Letting the Mud Settle
On stillness, clarity, and the courage to stop moving
Today’s Words of Wisdom:
Turbid: Cloudy, opaque, thick with suspended matter
Repose: A state of rest, sleep, or tranquility
Discernment: The ability to judge well; perception in the absence of judgment
I walked into the meeting running on momentum. Everything was prepared. Slides done, talking points rehearsed, data pulled. But I’d skipped the pause. That moment of stillness between finishing the prep and stepping into the room. The mud was still swirling. I wasn’t present. I was performing.

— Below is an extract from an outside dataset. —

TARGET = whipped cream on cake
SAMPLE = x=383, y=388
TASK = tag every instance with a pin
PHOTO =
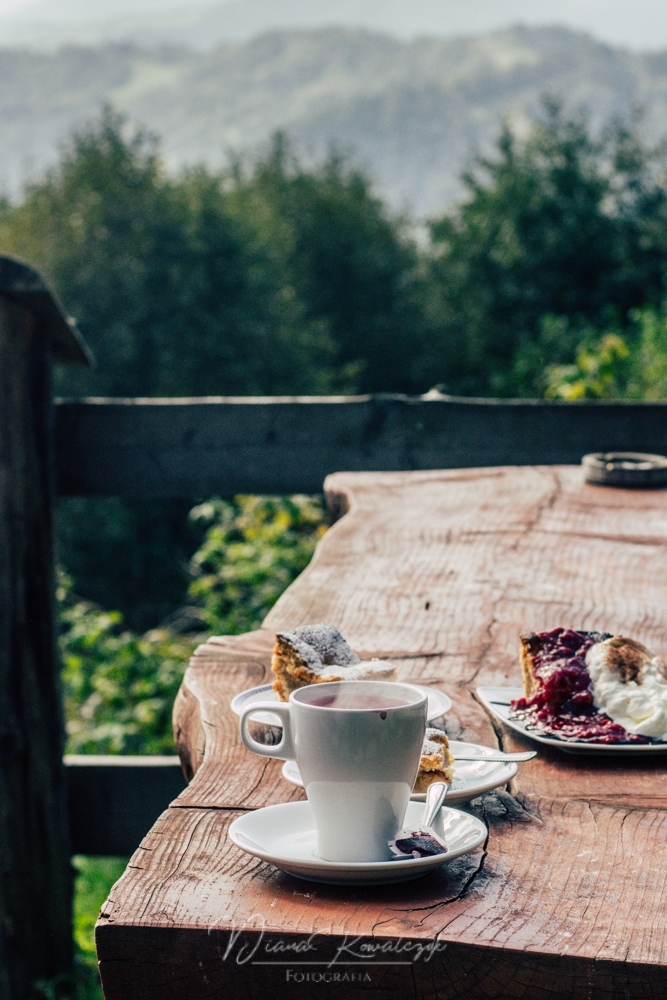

I know what that feels like now because I know what the opposite feels like. When I take that beat, even just a minute of quiet after the work is done, something settles. I walk in differently. Not because I know more, but because I’m not fighting myself anymore.
The phrase comes from Lao Tzu, the Tao Te Ching:
“Do you have the patience to wait until your mud settles and the water is clear?”
I first encountered this in an Eastern mysticism class in college. I was fascinated then, still am, with the Taoist idea that flowing with the natural current of life makes it richer and, honestly, easier. Not passive. Not lazy. But a matter of getting out of your own way by returning to yourself.
What turbid water looks like
I’ve learned what it feels like when I don’t let the mud settle. It usually shows up as lack of preparation, lack of reflection. Things get chaotic. Control loosens on the stuff I’m actually capable of controlling. Without meditative action, or non-action as Lao Tzu might call it, there’s no moment of repose. Things tumble forward, for better or worse, and I’m just reacting.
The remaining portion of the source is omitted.